Учительница смотрела на него и не понимала: зачем этот чудак живет здесь? Что могут дать ему в этой глуши, в грязи, в скуке его деньги, интересная наружность, тонкая воспитанность? Он не получает никаких преимуществ от жизни и вот так же, как Семен, едет шагом, по отвратительной дороге, и терпит такие же неудобства. Зачем жить здесь, если есть возможность жить в Петербурге, за границей? И казалось бы, что стоит ему, богатому человеку, из этой дурной дороги сделать хорошую, чтобы не мучиться так и не видеть этого отчаяния, какое написано на лицах у кучера и Семена; но он только смеется, и, по-видимому, для него все равно и лучшей жизни ему не нужно. Он добр, мягок, наивен, не понимает этой грубой жизни, не знает ее так же, как на экзамене не знал молитв. Жертвует он в школы одни только глобусы и искренно считает себя полезным человеком и видным деятелем по народному образованию.

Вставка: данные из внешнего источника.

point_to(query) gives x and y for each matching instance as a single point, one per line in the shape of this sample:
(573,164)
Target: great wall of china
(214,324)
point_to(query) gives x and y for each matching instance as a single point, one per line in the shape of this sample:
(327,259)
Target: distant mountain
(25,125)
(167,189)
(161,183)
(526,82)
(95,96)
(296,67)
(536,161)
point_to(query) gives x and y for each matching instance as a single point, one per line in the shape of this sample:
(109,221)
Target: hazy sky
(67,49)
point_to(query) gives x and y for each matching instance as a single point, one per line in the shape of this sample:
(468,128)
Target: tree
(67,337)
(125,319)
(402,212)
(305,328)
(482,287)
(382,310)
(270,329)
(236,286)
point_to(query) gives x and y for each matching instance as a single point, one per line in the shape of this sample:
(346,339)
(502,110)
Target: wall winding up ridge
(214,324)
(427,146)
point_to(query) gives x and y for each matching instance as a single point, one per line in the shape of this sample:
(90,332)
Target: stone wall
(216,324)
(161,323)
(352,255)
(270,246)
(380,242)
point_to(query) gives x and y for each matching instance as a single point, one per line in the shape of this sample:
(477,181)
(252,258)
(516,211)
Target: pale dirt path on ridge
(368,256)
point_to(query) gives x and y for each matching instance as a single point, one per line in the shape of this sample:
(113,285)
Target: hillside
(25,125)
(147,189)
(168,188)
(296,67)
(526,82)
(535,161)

А кому нужны тут его глобусы!

 

Марья Васильевна продолжает размышлять о школе, о бездарном управлении ею и о том, что неизвестно, к кому обращаться…

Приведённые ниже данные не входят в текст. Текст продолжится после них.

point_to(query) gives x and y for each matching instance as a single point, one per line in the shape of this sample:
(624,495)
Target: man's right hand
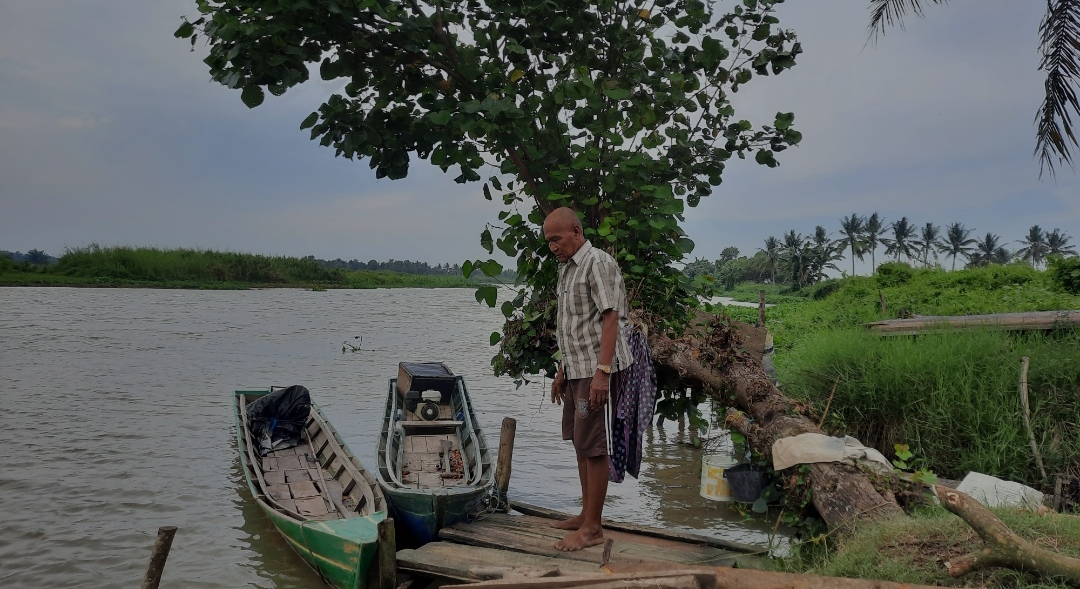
(558,387)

А следом вдруг перескакивает, перебивая саму себя: «Он в самом деле красив». То есть, даже пренебрегши Хановым, она за ним наблюдает (его широкая богатая спина, облаченная в дорогую шубу, покачивается чуть впереди) и, могли б мы сказать, делает вид, что думает о школе, а на самом-то деле думает о Ханове – ну или пытается не думать о нем.

Вот эта перебивка в потоке мыслей – чудесная штука. Она сообщает нам: ум способен быть в двух местах одновременно. (В уме одновременно болтается множество мысленных цепочек, сознание же замечает по одному за раз.)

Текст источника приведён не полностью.